На другое утро Герцен с моим отцом занялись практическою стороною этого дела. Они написали письма к банкирам, на имя которых были бланки, прося их, по случаю кражи, не платить по ним до нового уведомления; потом пошли сами к неаполитанскому банкиру, графу Торлони, чтобы посоветоваться с ним о мероприятиях для отыскания портфеля, но, к сожалению, Торлони, несмотря на графский титул, оказался очень тупым. Более всего им помогли знакомые журналисты: они тотчас напечатали о потере портфеля, об его содержании и о вознаграждении тому, кто принесет его; потом один из них пошел с Герценом в полицию, где ими было заявлено о пропаже, и пр. Все это было сделано так быстро, что воры не могли получить крупной суммы по векселям, а по ломбардным билетам еще менее.
Через несколько дней к журналистам явился подозрительный нищий, объяснил шепотом, что портфель найден бедными людьми и что они просят вести переговоры с самим сеньором, потерявшим портфель, но отнюдь не мешать в это дело полицию. Журналисты дали наш адрес.
На следующий день к крыльцу нашего отеля подошел старик, о котором доложили Герцену. Старик ни за что не хотел войти в отель, а просил Герцена выйти к нему, на что последний согласился.
— Портфель найден,— сказал старик,— мы его отдадим, конечно за вознаграждение; мы люди бедные, только не надо мешать в это дело полицию; если вы согласны, я зайду за вами ужо и провожу вас к нашему старшему; вы с ним столкуетесь, а потом вам принесут портфель, а вы отдадите вознаграждение.
Герцен согласился.

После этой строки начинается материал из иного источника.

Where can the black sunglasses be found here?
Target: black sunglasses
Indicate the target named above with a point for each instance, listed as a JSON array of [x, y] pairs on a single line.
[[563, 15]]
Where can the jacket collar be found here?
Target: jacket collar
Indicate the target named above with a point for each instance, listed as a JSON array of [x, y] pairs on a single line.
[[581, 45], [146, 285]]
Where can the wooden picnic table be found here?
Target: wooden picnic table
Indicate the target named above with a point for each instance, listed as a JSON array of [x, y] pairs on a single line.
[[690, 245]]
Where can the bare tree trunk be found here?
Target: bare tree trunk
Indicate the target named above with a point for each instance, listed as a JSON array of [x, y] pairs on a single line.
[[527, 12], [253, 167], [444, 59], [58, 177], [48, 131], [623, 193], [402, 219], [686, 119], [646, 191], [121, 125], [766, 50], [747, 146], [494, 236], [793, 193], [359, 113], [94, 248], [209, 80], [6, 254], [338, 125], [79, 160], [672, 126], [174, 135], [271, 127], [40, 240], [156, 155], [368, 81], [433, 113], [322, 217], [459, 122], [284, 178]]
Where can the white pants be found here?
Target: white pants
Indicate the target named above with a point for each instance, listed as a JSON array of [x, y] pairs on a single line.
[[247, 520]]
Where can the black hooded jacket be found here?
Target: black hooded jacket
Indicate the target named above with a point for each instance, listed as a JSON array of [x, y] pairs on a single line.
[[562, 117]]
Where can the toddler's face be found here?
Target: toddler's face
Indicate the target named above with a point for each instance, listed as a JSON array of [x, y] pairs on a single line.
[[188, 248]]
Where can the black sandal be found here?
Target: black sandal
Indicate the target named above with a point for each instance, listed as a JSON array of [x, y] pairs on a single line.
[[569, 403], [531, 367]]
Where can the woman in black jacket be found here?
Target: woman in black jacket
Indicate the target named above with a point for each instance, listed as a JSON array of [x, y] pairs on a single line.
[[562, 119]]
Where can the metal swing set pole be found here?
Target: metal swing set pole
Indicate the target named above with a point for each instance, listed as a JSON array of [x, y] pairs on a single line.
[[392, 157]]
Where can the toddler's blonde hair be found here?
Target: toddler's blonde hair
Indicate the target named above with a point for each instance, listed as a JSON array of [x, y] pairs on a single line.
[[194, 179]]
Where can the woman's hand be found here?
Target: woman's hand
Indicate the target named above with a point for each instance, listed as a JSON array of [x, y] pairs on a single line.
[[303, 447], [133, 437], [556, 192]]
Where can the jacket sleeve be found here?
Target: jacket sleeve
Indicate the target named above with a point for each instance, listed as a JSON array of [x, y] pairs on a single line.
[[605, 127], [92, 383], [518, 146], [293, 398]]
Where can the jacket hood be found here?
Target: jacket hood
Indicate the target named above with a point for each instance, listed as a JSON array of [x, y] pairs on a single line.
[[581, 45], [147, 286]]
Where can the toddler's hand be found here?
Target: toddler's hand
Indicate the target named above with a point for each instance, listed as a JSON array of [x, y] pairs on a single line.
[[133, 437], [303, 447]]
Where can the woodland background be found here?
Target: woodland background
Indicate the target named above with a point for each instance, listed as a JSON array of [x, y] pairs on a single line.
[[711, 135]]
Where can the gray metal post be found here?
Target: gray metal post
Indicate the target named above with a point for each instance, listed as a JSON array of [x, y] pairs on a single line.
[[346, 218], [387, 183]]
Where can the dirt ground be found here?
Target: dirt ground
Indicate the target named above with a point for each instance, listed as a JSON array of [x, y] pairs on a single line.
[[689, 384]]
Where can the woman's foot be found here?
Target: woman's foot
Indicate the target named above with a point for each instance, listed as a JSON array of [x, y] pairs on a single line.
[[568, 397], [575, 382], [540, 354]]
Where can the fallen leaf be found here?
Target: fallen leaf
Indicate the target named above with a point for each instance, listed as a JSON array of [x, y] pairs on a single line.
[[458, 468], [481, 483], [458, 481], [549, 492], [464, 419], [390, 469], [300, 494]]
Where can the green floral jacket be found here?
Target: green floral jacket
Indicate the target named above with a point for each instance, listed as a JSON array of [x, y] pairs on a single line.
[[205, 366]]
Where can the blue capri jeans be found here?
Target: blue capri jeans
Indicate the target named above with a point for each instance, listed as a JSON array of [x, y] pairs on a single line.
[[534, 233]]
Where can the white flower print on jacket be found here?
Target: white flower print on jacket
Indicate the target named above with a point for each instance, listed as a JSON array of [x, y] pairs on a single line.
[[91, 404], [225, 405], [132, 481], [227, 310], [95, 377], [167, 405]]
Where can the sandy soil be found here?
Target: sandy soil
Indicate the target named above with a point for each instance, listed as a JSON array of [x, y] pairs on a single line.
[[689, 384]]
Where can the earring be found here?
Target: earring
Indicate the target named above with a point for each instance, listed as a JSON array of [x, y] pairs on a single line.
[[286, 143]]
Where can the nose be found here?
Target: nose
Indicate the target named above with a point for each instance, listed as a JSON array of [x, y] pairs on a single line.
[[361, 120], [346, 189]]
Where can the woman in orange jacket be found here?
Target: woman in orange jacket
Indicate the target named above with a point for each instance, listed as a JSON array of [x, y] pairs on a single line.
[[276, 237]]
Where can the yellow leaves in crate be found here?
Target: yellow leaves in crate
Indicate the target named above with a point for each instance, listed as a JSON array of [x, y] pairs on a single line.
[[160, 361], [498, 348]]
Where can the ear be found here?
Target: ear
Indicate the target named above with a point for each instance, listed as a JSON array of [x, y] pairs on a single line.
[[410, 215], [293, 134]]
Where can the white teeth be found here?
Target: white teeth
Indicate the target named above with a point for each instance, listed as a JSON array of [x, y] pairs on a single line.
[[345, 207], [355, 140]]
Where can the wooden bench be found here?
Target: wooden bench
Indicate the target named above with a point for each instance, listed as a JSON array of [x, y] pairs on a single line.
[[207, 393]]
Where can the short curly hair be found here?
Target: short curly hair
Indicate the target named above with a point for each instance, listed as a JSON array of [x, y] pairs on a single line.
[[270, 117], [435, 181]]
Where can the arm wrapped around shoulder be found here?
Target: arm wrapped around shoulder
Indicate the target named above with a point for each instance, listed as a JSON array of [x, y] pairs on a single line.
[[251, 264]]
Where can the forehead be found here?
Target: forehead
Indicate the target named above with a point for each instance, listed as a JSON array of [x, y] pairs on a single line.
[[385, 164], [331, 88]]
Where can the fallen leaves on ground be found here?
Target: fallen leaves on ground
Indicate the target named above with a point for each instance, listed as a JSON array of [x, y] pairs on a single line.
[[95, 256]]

В назначенное время старик пришел за ним, и они отравились. Бог знает, по каким трущобам ему пришлось Идти, едва ли сама полиция проникала туда когда-нибудь; на пути им встретились люди мрачной наружности, едва прикрытые какими-то лохмотьями, лежавшие на дороге и не пропускавшие их дальше; завязался горячий спор, которого Герцен не мог понять; наконец их пропустили. Александр Иванович не имел никакого оружия в руках; эта мысль беспокоила его, когда огненные глаза со всех сторон устремлялись на него. Наконец, преодолев все препятствия, они дошли до цели; это было нечто вроде главного штаба воров; Герцена провели к старшему, тот надменно кивнул ему головою и велел подать портфель.
— Тот ли вы ищете? — спросил он.
— Да,— ответил Герцен, узнав портфель,— только я не вижу, целы ли бумаги, находившиеся в нем?
— Все цело,—отвечал старший.—Вы безоружный, находитесь всецело в нашей власти и уйдете отсюда, как пришли, никто не тронет волоска вашего, за это я ручаюсь головою.
Потом начались переговоры, окончившиеся тем, что за сто скуди портфель принесут к нашему отелю, а Герцен вынесет деньги и получит его.
— Но,— говорил старший,— мы честные люди, дайте и вы нам честное слово, что не замешаете в это дело полицию; мы не воры, но мы не любим полиции.
Герцен обещал. Молодой парень, явившийся на другой день с портфелем, не имел кармана, куда бы положить сто скуди, по той простой причине, что на нем не было никакой одежды; он был только прикрыт куском старого корабельного паруса; однако это не помешало обмену совершиться благополучно. Герцена везде поздравляли со счастливым окончанием дела, и ему приходилось расплачиваться за поздравления.
— Надобно скорее убираться отсюда,— говорил он смеясь,— конца нет поздравлениям; право, они принимают меня за какого-то Монте-Кристо;
Этот эпизод немного омрачил наше веселое житье в Неаполе, и мы поспешили возвратиться в Рим.